As someone who is now on the other side, I can assure you that 10 or 20 years from now--when you're on the other side--you're gonna realize that 99 percent of the things you worry about now will have been meaningless. Your kids will be fine.


I hope you're right.
Anonymous
It is what FCPS has become. Slide started before COVID and continues. Most problems due to a succession of progressively more incompetent superintendents and a dysfunctional school board. Your kids will have some good teachers but it will be necessary to supplement with tutors. Cheaper than private school and there may be areas where parental tutoring can work.

Weakest areas in FCPS are math and science. Your kids won’t be reading books unless that is done at home. Hit and miss on writing instruction so may need help in that area as well.

Good luck.
Anonymous
Anonymous wrote:
Anonymous wrote:It's a you problem, OP.

Back in the day when you yourself was in school you didn't think of these things. Now that you're a parent, you do.
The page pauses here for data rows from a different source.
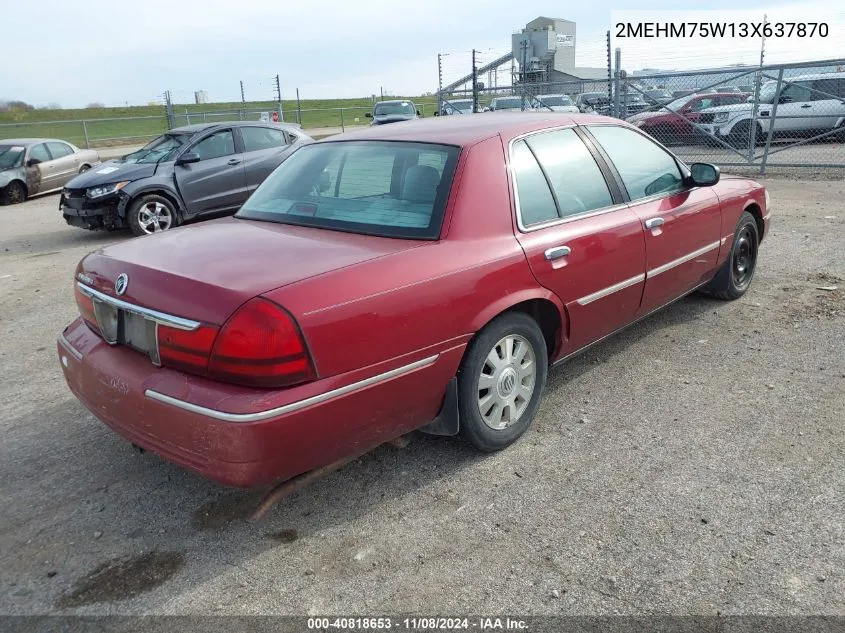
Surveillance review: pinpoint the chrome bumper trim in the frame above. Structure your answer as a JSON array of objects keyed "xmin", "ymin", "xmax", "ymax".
[
  {"xmin": 76, "ymin": 281, "xmax": 200, "ymax": 331},
  {"xmin": 144, "ymin": 354, "xmax": 440, "ymax": 422},
  {"xmin": 577, "ymin": 275, "xmax": 645, "ymax": 306},
  {"xmin": 646, "ymin": 240, "xmax": 722, "ymax": 278}
]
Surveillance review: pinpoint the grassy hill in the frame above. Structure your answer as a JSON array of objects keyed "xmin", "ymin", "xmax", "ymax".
[{"xmin": 0, "ymin": 96, "xmax": 436, "ymax": 147}]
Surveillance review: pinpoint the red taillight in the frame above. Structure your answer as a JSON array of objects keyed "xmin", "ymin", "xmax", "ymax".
[
  {"xmin": 158, "ymin": 325, "xmax": 217, "ymax": 374},
  {"xmin": 73, "ymin": 284, "xmax": 100, "ymax": 332},
  {"xmin": 208, "ymin": 298, "xmax": 316, "ymax": 387}
]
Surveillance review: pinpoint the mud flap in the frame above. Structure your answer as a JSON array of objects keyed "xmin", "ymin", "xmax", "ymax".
[{"xmin": 419, "ymin": 378, "xmax": 460, "ymax": 435}]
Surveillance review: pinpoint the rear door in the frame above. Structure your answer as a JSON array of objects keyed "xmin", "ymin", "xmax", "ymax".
[
  {"xmin": 47, "ymin": 141, "xmax": 79, "ymax": 187},
  {"xmin": 174, "ymin": 128, "xmax": 249, "ymax": 215},
  {"xmin": 510, "ymin": 128, "xmax": 645, "ymax": 355},
  {"xmin": 237, "ymin": 125, "xmax": 291, "ymax": 193},
  {"xmin": 587, "ymin": 125, "xmax": 720, "ymax": 315},
  {"xmin": 25, "ymin": 143, "xmax": 58, "ymax": 195}
]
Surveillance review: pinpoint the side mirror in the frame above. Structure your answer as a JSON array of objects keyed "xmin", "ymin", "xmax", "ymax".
[
  {"xmin": 690, "ymin": 163, "xmax": 721, "ymax": 187},
  {"xmin": 176, "ymin": 152, "xmax": 200, "ymax": 165}
]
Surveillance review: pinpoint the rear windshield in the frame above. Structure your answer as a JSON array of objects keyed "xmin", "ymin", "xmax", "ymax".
[{"xmin": 236, "ymin": 141, "xmax": 460, "ymax": 239}]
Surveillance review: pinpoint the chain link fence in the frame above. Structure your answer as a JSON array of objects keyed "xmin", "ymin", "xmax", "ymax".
[{"xmin": 439, "ymin": 54, "xmax": 845, "ymax": 174}]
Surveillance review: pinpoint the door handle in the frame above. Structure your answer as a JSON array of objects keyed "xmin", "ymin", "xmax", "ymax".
[{"xmin": 545, "ymin": 246, "xmax": 572, "ymax": 261}]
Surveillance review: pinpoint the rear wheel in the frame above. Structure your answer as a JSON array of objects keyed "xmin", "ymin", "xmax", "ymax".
[
  {"xmin": 458, "ymin": 312, "xmax": 548, "ymax": 452},
  {"xmin": 704, "ymin": 211, "xmax": 760, "ymax": 300},
  {"xmin": 129, "ymin": 194, "xmax": 179, "ymax": 235},
  {"xmin": 3, "ymin": 180, "xmax": 26, "ymax": 204}
]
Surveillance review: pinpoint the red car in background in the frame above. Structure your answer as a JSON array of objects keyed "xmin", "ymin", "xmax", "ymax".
[
  {"xmin": 625, "ymin": 92, "xmax": 749, "ymax": 145},
  {"xmin": 57, "ymin": 113, "xmax": 769, "ymax": 487}
]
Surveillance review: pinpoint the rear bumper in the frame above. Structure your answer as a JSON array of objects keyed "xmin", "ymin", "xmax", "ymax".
[{"xmin": 57, "ymin": 319, "xmax": 464, "ymax": 487}]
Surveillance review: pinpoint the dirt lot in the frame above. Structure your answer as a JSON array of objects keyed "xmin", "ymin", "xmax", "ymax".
[{"xmin": 0, "ymin": 179, "xmax": 845, "ymax": 615}]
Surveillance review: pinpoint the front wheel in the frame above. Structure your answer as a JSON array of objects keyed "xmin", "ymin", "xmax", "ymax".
[
  {"xmin": 129, "ymin": 194, "xmax": 179, "ymax": 235},
  {"xmin": 458, "ymin": 312, "xmax": 548, "ymax": 452},
  {"xmin": 704, "ymin": 211, "xmax": 760, "ymax": 300}
]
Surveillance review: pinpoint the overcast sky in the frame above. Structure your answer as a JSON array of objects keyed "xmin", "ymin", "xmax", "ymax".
[{"xmin": 0, "ymin": 0, "xmax": 845, "ymax": 107}]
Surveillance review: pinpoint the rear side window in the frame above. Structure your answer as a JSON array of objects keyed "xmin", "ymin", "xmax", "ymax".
[
  {"xmin": 237, "ymin": 141, "xmax": 460, "ymax": 239},
  {"xmin": 587, "ymin": 125, "xmax": 684, "ymax": 200},
  {"xmin": 526, "ymin": 130, "xmax": 613, "ymax": 217},
  {"xmin": 511, "ymin": 141, "xmax": 560, "ymax": 226},
  {"xmin": 240, "ymin": 127, "xmax": 288, "ymax": 152},
  {"xmin": 47, "ymin": 143, "xmax": 73, "ymax": 158}
]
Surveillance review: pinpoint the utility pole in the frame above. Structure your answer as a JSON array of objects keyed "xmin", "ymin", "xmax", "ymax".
[
  {"xmin": 604, "ymin": 31, "xmax": 613, "ymax": 103},
  {"xmin": 437, "ymin": 53, "xmax": 443, "ymax": 116},
  {"xmin": 274, "ymin": 75, "xmax": 285, "ymax": 121},
  {"xmin": 472, "ymin": 49, "xmax": 478, "ymax": 112}
]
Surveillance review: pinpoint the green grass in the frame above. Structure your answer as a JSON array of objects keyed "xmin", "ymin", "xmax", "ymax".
[{"xmin": 0, "ymin": 96, "xmax": 436, "ymax": 147}]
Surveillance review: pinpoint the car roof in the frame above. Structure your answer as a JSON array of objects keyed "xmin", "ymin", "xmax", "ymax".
[
  {"xmin": 165, "ymin": 121, "xmax": 302, "ymax": 134},
  {"xmin": 318, "ymin": 112, "xmax": 612, "ymax": 147},
  {"xmin": 0, "ymin": 138, "xmax": 76, "ymax": 147}
]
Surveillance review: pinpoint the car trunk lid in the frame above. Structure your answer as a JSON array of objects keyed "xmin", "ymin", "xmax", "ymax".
[{"xmin": 77, "ymin": 218, "xmax": 423, "ymax": 325}]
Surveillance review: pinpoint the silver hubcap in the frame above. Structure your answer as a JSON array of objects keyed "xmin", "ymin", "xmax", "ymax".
[
  {"xmin": 478, "ymin": 334, "xmax": 537, "ymax": 431},
  {"xmin": 138, "ymin": 202, "xmax": 173, "ymax": 233}
]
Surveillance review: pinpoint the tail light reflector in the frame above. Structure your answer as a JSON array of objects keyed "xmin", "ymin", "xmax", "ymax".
[
  {"xmin": 208, "ymin": 298, "xmax": 316, "ymax": 387},
  {"xmin": 158, "ymin": 325, "xmax": 217, "ymax": 375}
]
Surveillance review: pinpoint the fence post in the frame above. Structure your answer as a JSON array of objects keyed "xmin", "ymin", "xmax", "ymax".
[
  {"xmin": 758, "ymin": 68, "xmax": 783, "ymax": 176},
  {"xmin": 613, "ymin": 47, "xmax": 622, "ymax": 118}
]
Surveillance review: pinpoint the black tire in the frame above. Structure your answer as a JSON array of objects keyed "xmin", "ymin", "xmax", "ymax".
[
  {"xmin": 127, "ymin": 193, "xmax": 179, "ymax": 235},
  {"xmin": 704, "ymin": 211, "xmax": 760, "ymax": 301},
  {"xmin": 458, "ymin": 312, "xmax": 548, "ymax": 452},
  {"xmin": 2, "ymin": 180, "xmax": 26, "ymax": 204},
  {"xmin": 728, "ymin": 121, "xmax": 763, "ymax": 149}
]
As someone who is now on the other side, I can assure you that 10 or 20 years from now--when you're on the other side--you're gonna realize that 99 percent of the things you worry about now will have been meaningless. Your kids will be fine.


I hope you're right.


Believe me, they will be. You'll also see very little correlation between what college they and their friends and siblings went to and their levels of professional and personal success as adults. You're wasting your energy.
Anonymous
Anonymous wrote:It is what FCPS has become. Slide started before COVID and continues. Most problems due to a succession of progressively more incompetent superintendents and a dysfunctional school board. Your kids will have some good teachers but it will be necessary to supplement with tutors. Cheaper than private school and there may be areas where parental tutoring can work.
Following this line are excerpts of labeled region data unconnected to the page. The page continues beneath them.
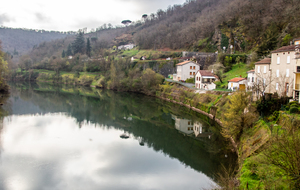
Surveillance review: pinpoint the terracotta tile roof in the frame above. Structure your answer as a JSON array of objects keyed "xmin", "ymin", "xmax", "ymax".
[
  {"xmin": 198, "ymin": 70, "xmax": 216, "ymax": 77},
  {"xmin": 271, "ymin": 45, "xmax": 296, "ymax": 53},
  {"xmin": 228, "ymin": 77, "xmax": 247, "ymax": 82},
  {"xmin": 177, "ymin": 61, "xmax": 196, "ymax": 65},
  {"xmin": 255, "ymin": 58, "xmax": 271, "ymax": 65}
]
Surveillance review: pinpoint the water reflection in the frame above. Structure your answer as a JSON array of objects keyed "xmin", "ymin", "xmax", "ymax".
[{"xmin": 0, "ymin": 84, "xmax": 234, "ymax": 189}]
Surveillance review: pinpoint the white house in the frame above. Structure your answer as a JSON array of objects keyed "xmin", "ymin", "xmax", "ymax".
[
  {"xmin": 195, "ymin": 70, "xmax": 217, "ymax": 90},
  {"xmin": 173, "ymin": 61, "xmax": 200, "ymax": 81},
  {"xmin": 118, "ymin": 44, "xmax": 135, "ymax": 50},
  {"xmin": 247, "ymin": 70, "xmax": 255, "ymax": 89},
  {"xmin": 228, "ymin": 77, "xmax": 247, "ymax": 90}
]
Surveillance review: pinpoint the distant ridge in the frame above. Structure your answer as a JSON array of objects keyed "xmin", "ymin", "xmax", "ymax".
[{"xmin": 0, "ymin": 26, "xmax": 76, "ymax": 55}]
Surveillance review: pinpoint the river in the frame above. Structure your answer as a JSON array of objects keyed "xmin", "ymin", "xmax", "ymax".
[{"xmin": 0, "ymin": 83, "xmax": 236, "ymax": 190}]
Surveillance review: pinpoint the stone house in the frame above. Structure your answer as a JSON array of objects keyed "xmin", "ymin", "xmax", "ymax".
[
  {"xmin": 247, "ymin": 70, "xmax": 255, "ymax": 90},
  {"xmin": 195, "ymin": 70, "xmax": 217, "ymax": 90},
  {"xmin": 173, "ymin": 61, "xmax": 200, "ymax": 81},
  {"xmin": 228, "ymin": 77, "xmax": 247, "ymax": 91}
]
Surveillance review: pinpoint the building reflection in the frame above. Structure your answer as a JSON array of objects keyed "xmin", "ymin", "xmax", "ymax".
[
  {"xmin": 172, "ymin": 115, "xmax": 213, "ymax": 139},
  {"xmin": 172, "ymin": 115, "xmax": 194, "ymax": 135},
  {"xmin": 194, "ymin": 121, "xmax": 213, "ymax": 139}
]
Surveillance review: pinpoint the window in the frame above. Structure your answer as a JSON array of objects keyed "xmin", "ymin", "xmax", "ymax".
[{"xmin": 286, "ymin": 56, "xmax": 291, "ymax": 63}]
Weakest areas in FCPS are math and science. Your kids won’t be reading books unless that is done at home. Hit and miss on writing instruction so may need help in that area as well.

Good luck.


Oh please.
Anonymous
I think it is very common for parents to remember their own experiences with rose-colored glasses. When my kids started in FCPS I was very wary of certain ways of doing things that were different from when I was in school. I had a hard time with the lack of physical text books and differentiated learning was a very new type of learning than I had experienced.

But what I have come to learn is that different doesn't mean worse and that education is an evolving discipline. There is a lot in 2026 that is different than it was in the 1990s. Namely, the internet and computers have reshaped education completely.

Now as the parent of two FCPS educated college students both of whom are at universities that attract students from all over the country, I can say that comparatively speaking, my students are better prepared than many of their peers. Not just in the knowledge accrued, but in work habits and their approach to education.

If you look at statistics of outcomes, FCPS also ranks very well when compared across the country.

I think it's easy to criticize without fully understanding the whole picture. But also, comparing today's educational landscape to the landscape of 30 years ago when most of us were just children ourselves and probably didn't grasp the larger picture of what was going on around us is probably not the most accurate assessment of the reality and the evolution.